FBI Agent and enemy of the Yellow Claw.

Jimmy Woo was created as the protagonist of Yellow Claw, a book largely-about the “Yellow Peril” villain within. And yes, this was EXCEEDINGLY-unusual in comics at the time. Generally speaking, ethnic minorities were used as simple-minded, stereotypical Sidekicks, or horrible villains. And Jimmy came out more than TEN YEARS before one of the Big Two tried to create books featuring another non-white hero. The book failed, and Woo was brought into S.H.I.E.L.D. in 1968, though he was never an important character (I’d never heard of him until 2006, for example). He was a part of the “Godzilla Squad” sent after the Japanese Kaiju in Marvel’s Godzilla series of the ’70s.

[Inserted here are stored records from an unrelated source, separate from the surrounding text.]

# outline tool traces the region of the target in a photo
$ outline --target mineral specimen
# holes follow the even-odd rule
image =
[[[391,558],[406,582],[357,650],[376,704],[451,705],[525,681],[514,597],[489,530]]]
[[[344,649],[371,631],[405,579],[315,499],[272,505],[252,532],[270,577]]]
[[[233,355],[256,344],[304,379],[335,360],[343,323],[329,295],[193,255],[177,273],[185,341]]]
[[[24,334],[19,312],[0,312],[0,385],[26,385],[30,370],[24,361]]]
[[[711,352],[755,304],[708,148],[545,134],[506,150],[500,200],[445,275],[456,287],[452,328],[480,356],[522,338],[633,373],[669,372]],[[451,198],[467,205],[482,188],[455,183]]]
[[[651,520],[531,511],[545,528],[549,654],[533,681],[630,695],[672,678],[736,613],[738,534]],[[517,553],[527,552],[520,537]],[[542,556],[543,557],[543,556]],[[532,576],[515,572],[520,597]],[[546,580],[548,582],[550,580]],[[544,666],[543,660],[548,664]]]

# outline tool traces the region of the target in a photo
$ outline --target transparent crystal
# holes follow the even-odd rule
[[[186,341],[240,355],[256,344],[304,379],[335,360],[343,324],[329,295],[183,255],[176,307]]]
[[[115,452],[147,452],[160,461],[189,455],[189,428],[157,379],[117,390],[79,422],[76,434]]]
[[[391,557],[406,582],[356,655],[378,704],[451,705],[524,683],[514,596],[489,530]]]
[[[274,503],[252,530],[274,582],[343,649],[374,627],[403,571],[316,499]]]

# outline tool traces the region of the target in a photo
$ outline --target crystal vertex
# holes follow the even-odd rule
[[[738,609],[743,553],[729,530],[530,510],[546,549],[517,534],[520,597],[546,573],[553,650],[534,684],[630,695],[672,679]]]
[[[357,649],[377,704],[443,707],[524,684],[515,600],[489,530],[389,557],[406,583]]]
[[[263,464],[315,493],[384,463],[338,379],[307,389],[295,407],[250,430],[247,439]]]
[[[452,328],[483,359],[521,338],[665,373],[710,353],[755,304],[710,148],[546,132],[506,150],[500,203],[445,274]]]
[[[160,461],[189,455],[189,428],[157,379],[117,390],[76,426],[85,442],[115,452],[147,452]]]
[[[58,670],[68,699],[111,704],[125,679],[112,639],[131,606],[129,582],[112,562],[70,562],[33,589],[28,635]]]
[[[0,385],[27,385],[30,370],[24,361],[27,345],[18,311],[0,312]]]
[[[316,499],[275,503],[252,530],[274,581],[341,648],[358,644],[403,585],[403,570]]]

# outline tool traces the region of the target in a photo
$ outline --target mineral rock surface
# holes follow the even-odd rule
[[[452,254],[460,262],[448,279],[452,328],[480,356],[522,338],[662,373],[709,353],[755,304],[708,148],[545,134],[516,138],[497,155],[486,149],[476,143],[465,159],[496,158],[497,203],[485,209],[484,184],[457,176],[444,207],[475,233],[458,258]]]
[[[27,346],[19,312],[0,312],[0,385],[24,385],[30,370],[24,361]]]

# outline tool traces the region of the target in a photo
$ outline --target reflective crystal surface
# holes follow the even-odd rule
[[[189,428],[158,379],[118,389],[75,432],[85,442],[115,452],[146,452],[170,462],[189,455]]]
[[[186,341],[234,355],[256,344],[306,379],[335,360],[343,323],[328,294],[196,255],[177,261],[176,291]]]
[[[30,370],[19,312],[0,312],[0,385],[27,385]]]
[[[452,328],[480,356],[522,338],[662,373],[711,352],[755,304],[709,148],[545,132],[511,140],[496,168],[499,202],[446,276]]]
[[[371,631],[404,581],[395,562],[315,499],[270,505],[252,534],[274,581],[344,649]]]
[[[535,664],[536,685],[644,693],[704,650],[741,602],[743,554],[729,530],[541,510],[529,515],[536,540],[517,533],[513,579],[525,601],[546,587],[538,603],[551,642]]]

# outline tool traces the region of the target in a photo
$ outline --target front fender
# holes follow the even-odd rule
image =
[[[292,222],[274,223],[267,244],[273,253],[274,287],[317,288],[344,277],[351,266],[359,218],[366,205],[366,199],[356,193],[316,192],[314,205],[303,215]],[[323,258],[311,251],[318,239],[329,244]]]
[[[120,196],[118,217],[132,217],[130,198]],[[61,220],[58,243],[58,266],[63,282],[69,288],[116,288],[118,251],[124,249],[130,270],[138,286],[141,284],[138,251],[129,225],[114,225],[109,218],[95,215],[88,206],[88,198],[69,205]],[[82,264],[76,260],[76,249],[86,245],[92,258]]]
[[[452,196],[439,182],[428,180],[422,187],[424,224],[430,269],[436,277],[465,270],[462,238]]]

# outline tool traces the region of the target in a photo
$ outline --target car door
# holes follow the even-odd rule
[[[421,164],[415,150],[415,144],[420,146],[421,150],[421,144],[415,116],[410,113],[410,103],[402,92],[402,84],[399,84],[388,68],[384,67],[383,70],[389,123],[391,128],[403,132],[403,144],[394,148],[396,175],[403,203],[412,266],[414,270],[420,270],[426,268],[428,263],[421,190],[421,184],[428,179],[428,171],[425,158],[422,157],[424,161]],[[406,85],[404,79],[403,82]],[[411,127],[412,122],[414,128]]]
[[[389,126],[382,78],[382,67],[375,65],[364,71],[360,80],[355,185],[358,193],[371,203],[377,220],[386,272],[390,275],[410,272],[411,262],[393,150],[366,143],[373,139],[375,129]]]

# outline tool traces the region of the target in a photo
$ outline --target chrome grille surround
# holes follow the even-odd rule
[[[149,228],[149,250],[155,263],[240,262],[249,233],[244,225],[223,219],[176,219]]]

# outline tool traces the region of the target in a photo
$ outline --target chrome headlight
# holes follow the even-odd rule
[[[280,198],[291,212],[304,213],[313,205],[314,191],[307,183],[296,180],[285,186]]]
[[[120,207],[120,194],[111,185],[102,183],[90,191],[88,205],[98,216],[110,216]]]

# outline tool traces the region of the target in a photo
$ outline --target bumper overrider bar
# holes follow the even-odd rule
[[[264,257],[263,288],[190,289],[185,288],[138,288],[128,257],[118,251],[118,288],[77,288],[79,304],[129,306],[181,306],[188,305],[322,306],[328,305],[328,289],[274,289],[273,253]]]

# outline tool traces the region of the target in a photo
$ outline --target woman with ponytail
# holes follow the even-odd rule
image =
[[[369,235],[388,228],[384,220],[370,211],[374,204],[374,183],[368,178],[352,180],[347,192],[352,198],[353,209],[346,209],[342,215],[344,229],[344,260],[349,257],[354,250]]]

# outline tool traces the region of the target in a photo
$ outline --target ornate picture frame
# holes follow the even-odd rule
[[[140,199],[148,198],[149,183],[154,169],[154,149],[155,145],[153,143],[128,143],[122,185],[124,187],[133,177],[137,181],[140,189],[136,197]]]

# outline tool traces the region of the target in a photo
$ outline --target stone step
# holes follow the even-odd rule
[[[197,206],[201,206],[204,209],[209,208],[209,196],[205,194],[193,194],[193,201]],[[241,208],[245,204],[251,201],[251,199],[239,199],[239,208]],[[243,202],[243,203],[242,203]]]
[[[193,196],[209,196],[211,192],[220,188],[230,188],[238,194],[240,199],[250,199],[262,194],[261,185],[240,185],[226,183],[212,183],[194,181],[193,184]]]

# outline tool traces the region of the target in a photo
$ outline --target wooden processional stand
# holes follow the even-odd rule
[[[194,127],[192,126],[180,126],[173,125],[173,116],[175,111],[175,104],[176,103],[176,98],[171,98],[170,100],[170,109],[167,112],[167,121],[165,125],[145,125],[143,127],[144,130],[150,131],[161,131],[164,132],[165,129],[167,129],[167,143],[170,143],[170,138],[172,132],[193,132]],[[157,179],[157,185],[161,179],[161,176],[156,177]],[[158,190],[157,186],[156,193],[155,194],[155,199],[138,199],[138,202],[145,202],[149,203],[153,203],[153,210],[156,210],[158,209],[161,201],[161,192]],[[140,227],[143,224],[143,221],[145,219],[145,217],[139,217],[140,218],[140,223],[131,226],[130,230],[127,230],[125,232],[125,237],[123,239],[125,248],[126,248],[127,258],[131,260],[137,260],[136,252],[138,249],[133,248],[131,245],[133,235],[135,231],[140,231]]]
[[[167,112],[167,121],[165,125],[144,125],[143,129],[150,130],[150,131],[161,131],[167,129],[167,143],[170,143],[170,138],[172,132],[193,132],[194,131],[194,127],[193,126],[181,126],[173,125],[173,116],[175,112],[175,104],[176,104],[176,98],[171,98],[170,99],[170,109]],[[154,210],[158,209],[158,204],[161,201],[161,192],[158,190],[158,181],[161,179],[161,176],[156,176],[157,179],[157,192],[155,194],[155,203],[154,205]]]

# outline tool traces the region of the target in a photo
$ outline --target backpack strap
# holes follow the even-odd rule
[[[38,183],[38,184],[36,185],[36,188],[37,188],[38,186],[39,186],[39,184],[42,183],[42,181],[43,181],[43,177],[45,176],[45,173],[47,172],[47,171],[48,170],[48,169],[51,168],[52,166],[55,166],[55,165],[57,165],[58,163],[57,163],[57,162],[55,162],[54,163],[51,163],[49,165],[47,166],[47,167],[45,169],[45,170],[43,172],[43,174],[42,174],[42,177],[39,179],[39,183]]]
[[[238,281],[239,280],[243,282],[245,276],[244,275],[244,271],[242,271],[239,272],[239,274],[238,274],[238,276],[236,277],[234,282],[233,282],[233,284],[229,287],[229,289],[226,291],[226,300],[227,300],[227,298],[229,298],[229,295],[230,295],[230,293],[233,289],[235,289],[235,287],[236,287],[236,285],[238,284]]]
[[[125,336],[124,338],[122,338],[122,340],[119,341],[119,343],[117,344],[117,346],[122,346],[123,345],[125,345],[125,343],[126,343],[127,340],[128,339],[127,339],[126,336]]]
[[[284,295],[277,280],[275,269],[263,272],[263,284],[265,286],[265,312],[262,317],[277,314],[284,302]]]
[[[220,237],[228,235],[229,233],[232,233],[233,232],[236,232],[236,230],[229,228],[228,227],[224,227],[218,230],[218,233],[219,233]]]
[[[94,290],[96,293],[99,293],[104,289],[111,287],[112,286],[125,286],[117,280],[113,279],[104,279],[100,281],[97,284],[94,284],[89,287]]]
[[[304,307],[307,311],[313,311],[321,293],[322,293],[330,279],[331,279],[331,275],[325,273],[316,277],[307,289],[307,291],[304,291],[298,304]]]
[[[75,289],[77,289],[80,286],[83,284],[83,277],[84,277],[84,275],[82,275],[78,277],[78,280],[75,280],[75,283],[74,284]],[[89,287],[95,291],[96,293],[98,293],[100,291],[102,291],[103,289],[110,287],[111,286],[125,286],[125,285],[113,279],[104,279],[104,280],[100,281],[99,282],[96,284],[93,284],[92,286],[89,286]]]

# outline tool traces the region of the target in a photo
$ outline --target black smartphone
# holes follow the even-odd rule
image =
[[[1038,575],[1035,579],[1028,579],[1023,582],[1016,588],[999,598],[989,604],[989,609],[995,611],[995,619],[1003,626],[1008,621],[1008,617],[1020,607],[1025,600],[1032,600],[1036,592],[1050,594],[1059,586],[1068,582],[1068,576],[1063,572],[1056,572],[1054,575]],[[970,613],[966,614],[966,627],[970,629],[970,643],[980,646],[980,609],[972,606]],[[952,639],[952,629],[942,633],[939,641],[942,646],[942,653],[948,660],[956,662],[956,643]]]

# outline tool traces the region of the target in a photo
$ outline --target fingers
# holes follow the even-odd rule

He was brought out of the mothballs for Agents of Atlas, which revealed that his old enemy (who points out that his name is supposed to have been “The GOLDEN Claw”) actually wanted Woo to REPLACE him, at which point he committed suicide (well, allowed himself to be eaten). He’s more or less the “Normal Guy” on a team of weirdos, and heads the Atlas Foundation- Yellow Claw’s old organization. After the series is cancelled, Woo is revealed to be the headmaster of a Mumbai-focused school for Asian Superhumans.

Woo is basically an enhanced version of an elite S.H.I.E.L.D. Agent, being a somewhat-ugly PL 8 build that doesn’t hit his caps all the way. This kind of fits the guy who acted more as a team leader, not muscle. He apparently had his aging retarded, but it was being undone before it got re-done (oh, older comic book characters…), so now I think he’s just aging in real-time.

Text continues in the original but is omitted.